Absence—or leavings and what remains behind— is a strong theme throughout the book. For example, in “Tides,” the poet writes: “The tidewaters / Left the mud and stone/ With shallow/ Puddles of faith.” The author also explores evanescence, as embodied by celestial bodies that symbolize the mysteriousness of one’s inner life. For instance, “At Storm’s End” begins: “Up at night, I saw the clouds and moon / And I traced the thin lines out across /My thoughts and my prayers, to the last rune.”
The collection has a warm and gentle tone laced with melancholy; many poems focus on the passage of time in the face of our desire to hold onto the past.

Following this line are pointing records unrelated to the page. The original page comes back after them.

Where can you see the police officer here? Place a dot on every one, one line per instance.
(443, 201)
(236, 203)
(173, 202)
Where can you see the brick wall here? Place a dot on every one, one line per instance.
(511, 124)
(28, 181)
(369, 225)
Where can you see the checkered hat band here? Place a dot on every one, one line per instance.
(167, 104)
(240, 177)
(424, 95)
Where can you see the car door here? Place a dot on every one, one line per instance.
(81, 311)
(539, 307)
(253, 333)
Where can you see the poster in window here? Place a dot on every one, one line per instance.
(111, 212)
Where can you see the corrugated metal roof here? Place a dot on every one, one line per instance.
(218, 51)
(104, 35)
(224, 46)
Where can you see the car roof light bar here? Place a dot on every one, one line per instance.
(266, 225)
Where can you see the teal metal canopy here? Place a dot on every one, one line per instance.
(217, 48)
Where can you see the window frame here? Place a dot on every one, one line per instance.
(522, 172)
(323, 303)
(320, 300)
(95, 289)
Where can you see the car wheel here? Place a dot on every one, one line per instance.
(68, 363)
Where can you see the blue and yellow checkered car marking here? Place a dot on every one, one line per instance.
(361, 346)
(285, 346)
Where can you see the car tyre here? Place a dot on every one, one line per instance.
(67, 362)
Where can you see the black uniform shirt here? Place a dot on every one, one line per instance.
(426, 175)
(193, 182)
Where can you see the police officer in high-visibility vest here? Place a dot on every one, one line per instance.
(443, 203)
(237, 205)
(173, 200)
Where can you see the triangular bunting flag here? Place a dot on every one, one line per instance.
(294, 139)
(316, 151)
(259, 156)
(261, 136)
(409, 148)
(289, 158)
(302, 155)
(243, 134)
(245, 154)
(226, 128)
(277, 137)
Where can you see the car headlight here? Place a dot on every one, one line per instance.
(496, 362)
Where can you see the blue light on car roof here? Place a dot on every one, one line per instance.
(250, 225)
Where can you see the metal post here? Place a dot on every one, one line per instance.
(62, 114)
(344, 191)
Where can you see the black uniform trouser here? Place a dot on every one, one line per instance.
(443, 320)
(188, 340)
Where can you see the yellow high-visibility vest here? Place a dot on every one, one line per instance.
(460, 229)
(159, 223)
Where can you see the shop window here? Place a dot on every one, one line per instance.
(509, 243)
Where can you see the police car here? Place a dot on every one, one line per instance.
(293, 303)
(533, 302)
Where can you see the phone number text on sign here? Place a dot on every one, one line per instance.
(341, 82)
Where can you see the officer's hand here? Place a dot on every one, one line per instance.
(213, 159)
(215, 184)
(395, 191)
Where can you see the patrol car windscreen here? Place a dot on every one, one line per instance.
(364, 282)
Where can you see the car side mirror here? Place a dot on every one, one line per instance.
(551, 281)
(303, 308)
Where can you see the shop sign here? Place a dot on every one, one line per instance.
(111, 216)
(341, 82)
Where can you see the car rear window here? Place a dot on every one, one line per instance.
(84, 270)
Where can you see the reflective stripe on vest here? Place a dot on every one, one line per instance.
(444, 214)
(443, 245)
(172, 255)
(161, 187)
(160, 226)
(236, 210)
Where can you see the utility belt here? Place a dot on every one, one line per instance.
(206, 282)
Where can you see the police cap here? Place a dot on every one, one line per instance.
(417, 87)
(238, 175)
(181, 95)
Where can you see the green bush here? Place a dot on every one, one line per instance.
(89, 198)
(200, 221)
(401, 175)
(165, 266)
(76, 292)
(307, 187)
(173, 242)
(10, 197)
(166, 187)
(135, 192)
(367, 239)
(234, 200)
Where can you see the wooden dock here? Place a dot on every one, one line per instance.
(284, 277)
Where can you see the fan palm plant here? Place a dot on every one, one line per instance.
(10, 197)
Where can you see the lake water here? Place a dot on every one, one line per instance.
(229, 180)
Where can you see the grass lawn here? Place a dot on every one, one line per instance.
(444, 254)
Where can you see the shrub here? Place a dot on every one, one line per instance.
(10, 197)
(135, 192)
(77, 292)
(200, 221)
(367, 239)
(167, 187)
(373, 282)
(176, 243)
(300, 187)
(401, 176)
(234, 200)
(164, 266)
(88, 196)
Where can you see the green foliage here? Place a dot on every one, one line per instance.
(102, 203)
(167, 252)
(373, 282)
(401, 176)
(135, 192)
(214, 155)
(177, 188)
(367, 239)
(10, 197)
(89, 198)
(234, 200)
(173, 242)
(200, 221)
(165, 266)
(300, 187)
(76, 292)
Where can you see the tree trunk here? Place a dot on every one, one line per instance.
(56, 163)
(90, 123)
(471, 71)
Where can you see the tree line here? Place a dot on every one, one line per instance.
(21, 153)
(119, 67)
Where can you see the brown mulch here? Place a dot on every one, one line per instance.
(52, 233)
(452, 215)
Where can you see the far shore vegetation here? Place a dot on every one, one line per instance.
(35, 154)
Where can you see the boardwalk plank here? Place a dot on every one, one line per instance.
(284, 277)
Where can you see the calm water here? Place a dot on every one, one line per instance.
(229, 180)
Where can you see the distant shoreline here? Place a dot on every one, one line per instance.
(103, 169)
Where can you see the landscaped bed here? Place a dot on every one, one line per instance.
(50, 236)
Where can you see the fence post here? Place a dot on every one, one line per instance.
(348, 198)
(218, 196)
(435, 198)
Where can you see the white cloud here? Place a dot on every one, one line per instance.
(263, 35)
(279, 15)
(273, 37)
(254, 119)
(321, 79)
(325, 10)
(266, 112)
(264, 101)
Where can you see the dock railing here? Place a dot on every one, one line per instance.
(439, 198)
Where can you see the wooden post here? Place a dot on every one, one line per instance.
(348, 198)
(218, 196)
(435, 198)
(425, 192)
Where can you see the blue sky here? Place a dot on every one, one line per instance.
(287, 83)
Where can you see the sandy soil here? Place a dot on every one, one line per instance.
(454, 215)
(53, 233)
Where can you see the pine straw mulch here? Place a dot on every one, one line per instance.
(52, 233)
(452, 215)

Images from the natural world abound, some cliché (“I see again, our hopes had dashed on the rocks”; “The wind whispers through the willows”), others fresh and effective (“I reach up as if for stars,/ and land in muddy puddles./ Pumpkins grin along the path.”)
While most of the poems are free verse, some offer easy, familiar rhymes, such as “bees”/ “trees” and “butterflies”/ “skies.” These would be stronger with more interesting, original words at the ends of lines. Also, several poems end exactly as they began, such as “Fireflies in a Jar,” which starts and concludes with: “I caught a bunch of fireflies/ And sealed them in a glass jar.” While this technique could be effective in isolation, it becomes repetitive across multiple pieces and begins to feel like a gimmick or crutch the author is relying on to create tidy endings.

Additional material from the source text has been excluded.